« Espérons ! » Étonnant graffiti, apparu récemment à proximité d’une école primaire. On ne sait s’il s’adresse aux enfants ou à leurs parents, s’il concerne l’avenir professionnel des écoliers ou la survie de l’enseignement lui-même. Peut-être le lieu est-il choisi sans intention, seulement parce que beaucoup de gens y passent. Pour tous, au cœur d’un monde largement désenchanté, s’agirait-il donc simplement d’espérer ?

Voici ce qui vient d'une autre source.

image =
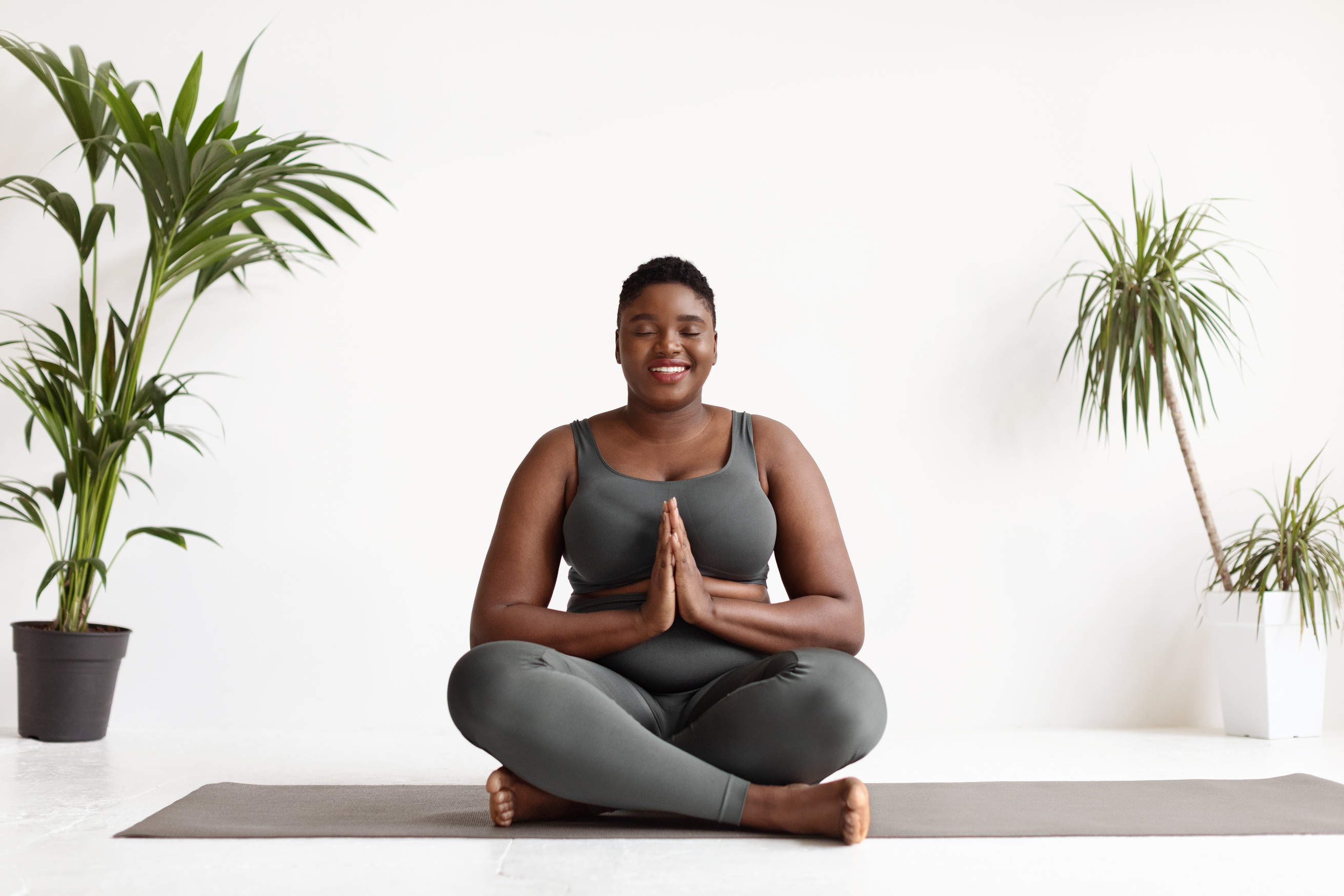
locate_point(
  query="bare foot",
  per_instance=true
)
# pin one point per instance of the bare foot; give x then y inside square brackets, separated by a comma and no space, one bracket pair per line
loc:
[835,809]
[515,800]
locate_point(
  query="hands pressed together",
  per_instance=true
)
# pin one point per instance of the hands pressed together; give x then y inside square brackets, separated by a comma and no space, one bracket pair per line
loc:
[675,585]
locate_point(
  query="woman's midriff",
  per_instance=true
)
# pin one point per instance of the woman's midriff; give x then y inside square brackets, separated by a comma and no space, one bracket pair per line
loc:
[716,587]
[681,660]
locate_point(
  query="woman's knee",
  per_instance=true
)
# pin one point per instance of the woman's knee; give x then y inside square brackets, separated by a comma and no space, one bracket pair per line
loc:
[483,685]
[848,695]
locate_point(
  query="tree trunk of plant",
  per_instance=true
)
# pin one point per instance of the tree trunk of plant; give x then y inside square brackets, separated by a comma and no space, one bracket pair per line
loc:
[1179,422]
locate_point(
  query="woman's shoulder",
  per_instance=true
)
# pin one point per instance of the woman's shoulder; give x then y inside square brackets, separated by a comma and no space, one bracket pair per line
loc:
[776,445]
[772,433]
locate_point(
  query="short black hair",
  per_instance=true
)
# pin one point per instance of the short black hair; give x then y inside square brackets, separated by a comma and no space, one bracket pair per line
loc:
[670,269]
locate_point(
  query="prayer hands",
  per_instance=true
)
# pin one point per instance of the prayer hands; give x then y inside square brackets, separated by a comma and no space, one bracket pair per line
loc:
[660,605]
[693,601]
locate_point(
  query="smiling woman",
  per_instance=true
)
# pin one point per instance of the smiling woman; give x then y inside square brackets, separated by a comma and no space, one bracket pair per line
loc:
[671,683]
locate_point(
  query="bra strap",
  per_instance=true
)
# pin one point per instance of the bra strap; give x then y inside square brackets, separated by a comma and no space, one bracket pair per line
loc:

Sans autre contexte qu’un mur gris, ce graffiti « espérons ! » résiste à l’interprétation, mais il est au minimum inhabituel par contraste. Ce n’est a priori ni un défi anonyme fanfaron (« Société, tu m’auras pas »), ni l’expansion publique et narcissique d’une émotion intime (« Je t’aime, Géraldine ! »). Ce qui frappe est la première personne du pluriel. L’adepte du graffiti s’intègre rarement dans son invective. Il dit généralement « tu » ou « vous », soit parce qu’il prétend ne pas agir comme les autres, soit parce qu’il va de soi qu’il ne conseille que ce qu’il pratique depuis longtemps : il écrit « Faites l’amour, pas la guerre » ou « Votez Chirac », étant entendu que le sexe ou le vote RPR n’ont plus de secret pour lui. Au contraire, dans ce graffiti original qui appelle à espérer, l’auteur s’inclut dans le groupe auquel il s’adresse. Il suggère qu’on ne peut espérer qu’à plusieurs, en postulant une communauté.

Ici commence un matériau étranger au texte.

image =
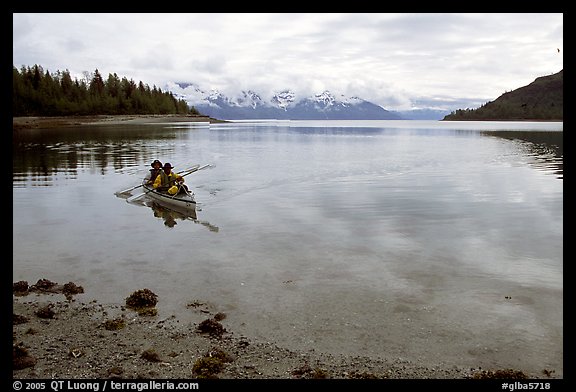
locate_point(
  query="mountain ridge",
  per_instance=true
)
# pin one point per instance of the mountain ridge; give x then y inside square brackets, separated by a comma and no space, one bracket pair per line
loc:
[543,99]
[283,105]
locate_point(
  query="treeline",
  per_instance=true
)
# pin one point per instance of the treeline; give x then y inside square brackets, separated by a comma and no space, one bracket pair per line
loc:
[40,93]
[510,111]
[542,99]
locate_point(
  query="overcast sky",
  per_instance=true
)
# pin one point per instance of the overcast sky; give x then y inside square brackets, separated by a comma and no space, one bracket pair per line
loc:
[397,61]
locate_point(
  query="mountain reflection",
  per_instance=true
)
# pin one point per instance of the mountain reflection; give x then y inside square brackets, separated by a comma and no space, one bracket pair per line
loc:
[545,150]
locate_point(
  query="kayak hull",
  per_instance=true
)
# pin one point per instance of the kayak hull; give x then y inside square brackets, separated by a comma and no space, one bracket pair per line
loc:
[184,201]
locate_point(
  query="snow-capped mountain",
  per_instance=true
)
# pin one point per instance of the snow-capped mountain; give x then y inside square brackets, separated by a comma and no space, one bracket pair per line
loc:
[283,105]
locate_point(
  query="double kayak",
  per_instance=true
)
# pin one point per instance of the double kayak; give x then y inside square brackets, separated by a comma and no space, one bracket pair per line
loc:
[182,200]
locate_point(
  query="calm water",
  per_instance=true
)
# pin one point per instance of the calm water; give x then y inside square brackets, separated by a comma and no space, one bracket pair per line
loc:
[349,236]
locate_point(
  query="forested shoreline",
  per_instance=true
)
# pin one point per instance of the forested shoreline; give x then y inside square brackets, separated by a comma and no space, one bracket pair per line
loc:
[37,92]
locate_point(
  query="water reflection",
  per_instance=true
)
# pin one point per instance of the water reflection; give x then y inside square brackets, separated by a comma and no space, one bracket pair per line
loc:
[42,156]
[545,150]
[170,216]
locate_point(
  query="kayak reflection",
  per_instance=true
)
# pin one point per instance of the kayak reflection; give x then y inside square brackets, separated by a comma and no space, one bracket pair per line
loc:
[171,216]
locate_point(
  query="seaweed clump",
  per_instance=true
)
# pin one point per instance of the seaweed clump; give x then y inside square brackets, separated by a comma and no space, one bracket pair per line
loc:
[306,371]
[211,327]
[46,312]
[500,374]
[211,364]
[21,359]
[150,355]
[115,324]
[143,301]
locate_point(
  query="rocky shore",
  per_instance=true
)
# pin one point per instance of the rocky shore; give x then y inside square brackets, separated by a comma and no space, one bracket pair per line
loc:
[55,335]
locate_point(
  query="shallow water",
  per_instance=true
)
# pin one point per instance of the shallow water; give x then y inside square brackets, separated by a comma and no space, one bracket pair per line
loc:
[417,239]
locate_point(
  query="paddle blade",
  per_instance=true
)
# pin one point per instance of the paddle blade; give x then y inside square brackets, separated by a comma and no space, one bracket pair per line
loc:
[135,197]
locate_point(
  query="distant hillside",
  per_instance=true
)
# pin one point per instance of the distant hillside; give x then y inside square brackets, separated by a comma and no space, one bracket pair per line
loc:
[543,99]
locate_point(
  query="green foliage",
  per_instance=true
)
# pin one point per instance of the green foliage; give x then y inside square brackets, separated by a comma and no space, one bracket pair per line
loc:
[40,93]
[542,99]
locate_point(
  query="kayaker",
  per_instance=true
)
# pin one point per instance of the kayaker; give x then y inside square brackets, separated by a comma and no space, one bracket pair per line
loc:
[168,181]
[156,169]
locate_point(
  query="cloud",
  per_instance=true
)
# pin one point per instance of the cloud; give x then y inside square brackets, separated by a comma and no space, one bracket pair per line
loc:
[392,59]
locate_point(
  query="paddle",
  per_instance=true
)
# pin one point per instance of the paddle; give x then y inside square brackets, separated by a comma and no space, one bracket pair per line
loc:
[189,171]
[195,167]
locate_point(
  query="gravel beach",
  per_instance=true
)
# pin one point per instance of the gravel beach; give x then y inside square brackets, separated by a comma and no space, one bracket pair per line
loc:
[56,335]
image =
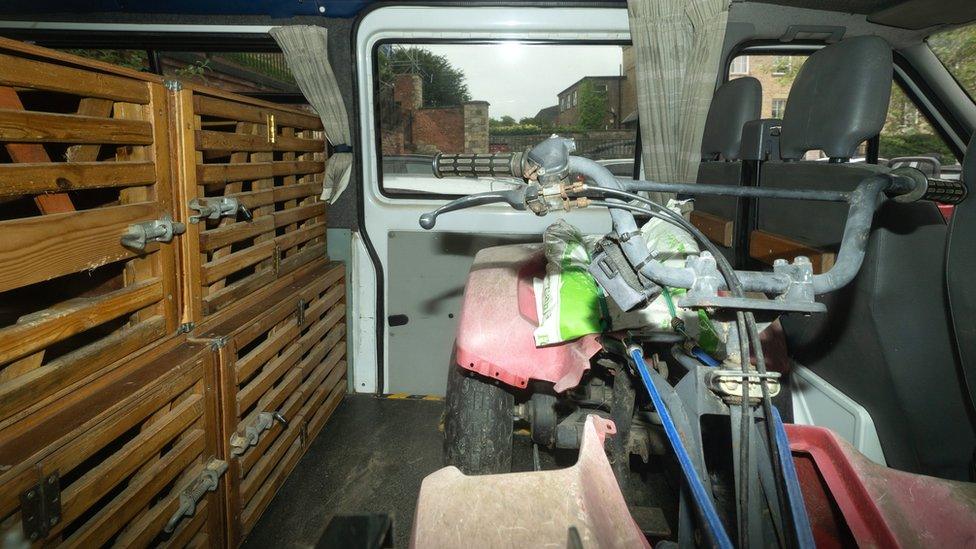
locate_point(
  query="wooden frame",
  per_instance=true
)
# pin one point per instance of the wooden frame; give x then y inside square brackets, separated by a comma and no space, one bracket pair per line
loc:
[272,160]
[768,247]
[86,155]
[286,358]
[124,446]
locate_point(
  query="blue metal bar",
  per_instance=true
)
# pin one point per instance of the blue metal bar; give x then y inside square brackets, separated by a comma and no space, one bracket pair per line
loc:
[801,522]
[713,525]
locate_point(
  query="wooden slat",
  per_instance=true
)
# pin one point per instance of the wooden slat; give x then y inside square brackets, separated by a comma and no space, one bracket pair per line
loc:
[36,178]
[297,191]
[220,268]
[220,173]
[40,248]
[294,215]
[207,140]
[235,110]
[25,73]
[52,325]
[228,234]
[59,373]
[42,127]
[768,247]
[717,230]
[29,152]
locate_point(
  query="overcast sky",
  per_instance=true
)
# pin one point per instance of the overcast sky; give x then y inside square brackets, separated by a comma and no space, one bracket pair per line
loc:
[520,79]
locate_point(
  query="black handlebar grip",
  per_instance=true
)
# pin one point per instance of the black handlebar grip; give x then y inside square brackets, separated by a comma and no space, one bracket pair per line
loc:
[478,165]
[945,191]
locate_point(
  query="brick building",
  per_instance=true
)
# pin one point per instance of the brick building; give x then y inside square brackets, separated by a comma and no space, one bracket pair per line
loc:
[454,129]
[569,100]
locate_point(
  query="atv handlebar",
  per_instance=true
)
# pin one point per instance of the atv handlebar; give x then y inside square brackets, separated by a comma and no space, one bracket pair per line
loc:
[550,164]
[479,165]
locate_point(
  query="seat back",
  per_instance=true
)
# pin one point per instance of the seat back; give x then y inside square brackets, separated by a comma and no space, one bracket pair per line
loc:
[884,341]
[734,103]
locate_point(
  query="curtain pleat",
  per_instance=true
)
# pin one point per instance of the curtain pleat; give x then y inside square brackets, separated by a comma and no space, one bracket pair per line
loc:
[678,45]
[306,50]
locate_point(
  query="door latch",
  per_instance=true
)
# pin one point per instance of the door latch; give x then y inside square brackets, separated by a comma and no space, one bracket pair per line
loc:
[191,495]
[252,433]
[217,207]
[40,507]
[158,230]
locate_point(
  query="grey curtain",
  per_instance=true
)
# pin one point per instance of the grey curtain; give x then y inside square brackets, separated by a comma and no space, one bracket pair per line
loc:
[678,45]
[306,50]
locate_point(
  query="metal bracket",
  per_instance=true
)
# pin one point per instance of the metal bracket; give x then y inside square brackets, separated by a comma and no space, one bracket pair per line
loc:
[40,507]
[217,207]
[239,443]
[728,383]
[158,230]
[191,495]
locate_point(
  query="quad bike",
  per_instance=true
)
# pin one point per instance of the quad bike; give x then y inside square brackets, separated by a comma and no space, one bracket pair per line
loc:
[665,397]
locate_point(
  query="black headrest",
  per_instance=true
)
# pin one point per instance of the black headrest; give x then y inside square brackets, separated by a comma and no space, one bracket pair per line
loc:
[734,103]
[839,99]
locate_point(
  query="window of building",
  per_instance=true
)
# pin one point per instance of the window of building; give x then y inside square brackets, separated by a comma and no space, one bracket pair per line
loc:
[955,49]
[740,65]
[782,65]
[458,98]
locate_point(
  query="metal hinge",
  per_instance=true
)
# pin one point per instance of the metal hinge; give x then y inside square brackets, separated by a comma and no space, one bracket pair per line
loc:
[272,130]
[239,443]
[217,207]
[157,230]
[40,507]
[191,495]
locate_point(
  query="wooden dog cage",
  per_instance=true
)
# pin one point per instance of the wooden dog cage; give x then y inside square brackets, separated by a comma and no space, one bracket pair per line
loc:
[119,404]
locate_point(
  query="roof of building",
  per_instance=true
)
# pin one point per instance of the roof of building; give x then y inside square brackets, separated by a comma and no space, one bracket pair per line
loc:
[580,81]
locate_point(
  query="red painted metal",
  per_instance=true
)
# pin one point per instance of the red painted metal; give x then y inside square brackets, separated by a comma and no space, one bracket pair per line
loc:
[851,498]
[498,318]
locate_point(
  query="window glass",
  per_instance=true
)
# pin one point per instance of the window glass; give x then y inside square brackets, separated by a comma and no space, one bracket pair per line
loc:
[239,72]
[957,51]
[908,137]
[500,97]
[132,59]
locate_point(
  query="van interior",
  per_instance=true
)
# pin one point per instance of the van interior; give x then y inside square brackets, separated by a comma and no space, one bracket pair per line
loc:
[343,273]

« Entrez dans l’Espérance » est bien différent, car le verbe « entrer » fait de l’Espérance non pas une abstraction, mais un lieu qui nous précède et nous attend.
Espérer peut-il toutefois devenir une injonction ? « Le verbe lire, écrivait Daniel Pennac en son temps, ne supporte pas l’impératif. Aversion qu’il partage avec quelques autres. » Difficile de dire « Rêvez ! », en effet, et vain, sans doute, de dire « Votez ! » Un appel à espérer n’a-t-il, de même, aucun sens ? Si c’est d’espoir que l’on parle, peut-être.
Jean Paul II, en revanche, situa l’enjeu à une autre hauteur, quand il osa proclamer : « Entrez dans l’Espérance ! » Tout sépare son impératif de notre graffiti, car celui qui écrit « espérons ! » serait bien en peine de nous dire ce qui fonde son espoir. Quand « espérons ! » est dit à haute voix, l’intonation est d’ailleurs souvent désabusée : elle transforme presque le mot d’ordre en antiphrase ironique. « Entrez dans l’Espérance » est bien différent, car le verbe « entrer » fait de l’Espérance non pas une abstraction, mais un lieu qui nous précède et nous attend. Le lieu d’une promesse, c’est-à-dire un lieu à la fois habité par une parole passée et un lieu à féconder. En ce sens, l’Espérance est un royaume et, seul royaume véritable, elle est le déploiement de la présence attentive de son Roi.
On mesure ainsi l’écart entre l’appel mécanique à l’espoir, masque du néant repeint aux couleurs du progressisme, et la proclamation de l’Espérance, qui transmet un trésor reçu à faire fructifier. Il y a quelques années, Tim Guénard appelait les chrétiens à être des « tagueurs d’Espérance ». Si on tient absolument à témoigner de ce royaume sur un mur, il est vital de ne pas oublier d’indiquer la porte qui permet d’y entrer.